Weiterhin beklommen auf Schuhe starrend, sich gegenseitig schubsend und panisch tuschelnd, verließen die Profis der Spurensicherung den Raum. Wir kamen hinter ihnen, sozusagen zum Vorschein.

„Aha die Sonderermittlungseinheit. Na dann ist ja alles klar!“ Verstohlene, hämische Blicke trafen uns.

Die unangenehme Person war Oberstleutnant Schratt. Frau Oberstleutnant Mag. Leopoldine Schratt. Die Frau Magister ist der Grund dafür, warum mir Mord lieber ist als Raub. Also verstehen Sie mich nicht falsch, ich wünsche den wenigsten Leuten einen gewaltsamen Tod, aber bei Mord hat man es mit dem Oberst Perschinger zu tun, einem gemütlichen Wandersmann, der sehr viel lieber im Frühtau zu Berge zieht, als sich die Stimmung von Mordfällen verdüstern zu lassen. Bei Raub war aber die Schratt am Ruder. Und das gab sie nicht aus der Hand.

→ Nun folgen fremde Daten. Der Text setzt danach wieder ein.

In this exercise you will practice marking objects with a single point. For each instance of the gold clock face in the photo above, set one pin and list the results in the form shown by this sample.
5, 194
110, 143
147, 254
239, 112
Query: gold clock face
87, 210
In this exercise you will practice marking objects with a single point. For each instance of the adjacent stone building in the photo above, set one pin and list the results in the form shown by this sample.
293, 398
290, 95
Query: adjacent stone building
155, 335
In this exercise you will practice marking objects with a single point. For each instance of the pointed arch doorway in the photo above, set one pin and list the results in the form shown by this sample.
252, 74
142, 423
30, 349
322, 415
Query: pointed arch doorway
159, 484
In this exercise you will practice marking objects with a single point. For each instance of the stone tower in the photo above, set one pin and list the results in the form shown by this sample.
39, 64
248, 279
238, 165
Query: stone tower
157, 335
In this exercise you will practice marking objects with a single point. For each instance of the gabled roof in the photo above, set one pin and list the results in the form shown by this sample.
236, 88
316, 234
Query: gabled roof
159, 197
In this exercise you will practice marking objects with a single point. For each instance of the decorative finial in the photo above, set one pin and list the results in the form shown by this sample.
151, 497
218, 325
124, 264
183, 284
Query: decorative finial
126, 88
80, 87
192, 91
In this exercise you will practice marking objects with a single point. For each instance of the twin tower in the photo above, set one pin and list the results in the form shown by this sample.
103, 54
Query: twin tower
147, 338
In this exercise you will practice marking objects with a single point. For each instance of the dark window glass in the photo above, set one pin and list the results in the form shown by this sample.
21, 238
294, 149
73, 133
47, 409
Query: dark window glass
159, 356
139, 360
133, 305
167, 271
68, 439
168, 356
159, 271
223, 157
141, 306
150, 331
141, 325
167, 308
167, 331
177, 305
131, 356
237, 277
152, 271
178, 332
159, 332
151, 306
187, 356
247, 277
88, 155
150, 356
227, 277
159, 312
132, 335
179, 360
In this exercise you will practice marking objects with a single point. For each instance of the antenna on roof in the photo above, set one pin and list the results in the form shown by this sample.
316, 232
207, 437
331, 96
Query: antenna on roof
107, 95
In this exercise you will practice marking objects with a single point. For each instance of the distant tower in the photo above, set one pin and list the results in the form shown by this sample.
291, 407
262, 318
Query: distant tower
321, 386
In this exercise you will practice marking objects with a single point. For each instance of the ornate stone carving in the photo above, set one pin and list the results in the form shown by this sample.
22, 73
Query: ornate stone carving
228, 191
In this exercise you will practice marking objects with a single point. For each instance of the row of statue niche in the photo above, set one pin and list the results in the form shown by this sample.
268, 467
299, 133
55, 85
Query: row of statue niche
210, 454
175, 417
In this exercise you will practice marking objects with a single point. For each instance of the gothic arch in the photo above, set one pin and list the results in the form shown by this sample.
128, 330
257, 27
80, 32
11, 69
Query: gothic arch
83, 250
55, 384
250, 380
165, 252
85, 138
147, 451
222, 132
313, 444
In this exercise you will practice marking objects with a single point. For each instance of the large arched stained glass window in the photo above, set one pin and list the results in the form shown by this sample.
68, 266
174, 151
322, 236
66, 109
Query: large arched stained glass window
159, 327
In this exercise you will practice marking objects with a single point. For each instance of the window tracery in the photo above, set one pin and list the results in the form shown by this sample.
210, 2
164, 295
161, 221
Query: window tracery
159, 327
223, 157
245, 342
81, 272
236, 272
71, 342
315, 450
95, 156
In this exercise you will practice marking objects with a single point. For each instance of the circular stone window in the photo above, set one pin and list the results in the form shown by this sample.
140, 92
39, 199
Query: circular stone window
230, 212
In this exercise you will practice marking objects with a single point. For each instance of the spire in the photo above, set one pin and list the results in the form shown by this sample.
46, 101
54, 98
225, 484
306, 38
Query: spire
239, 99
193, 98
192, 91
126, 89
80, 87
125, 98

Schon gar nicht uns.

„Grüß Gott Frau Magister!“, begrüßten wir die Frau Magister unisono.

„Jaja.“, erwiderte sie.

„Wir waren's nicht!“, jammerte Phillip.

„Pscht!“, ermahnte ich ihn.

Die Frau Magister sah sich in dem nun, bis auf uns, menschenleeren, Raum um. Krümelige Glassplitter bedeckten den gesamten Boden. Wir standen mitten im Glassplittermeer.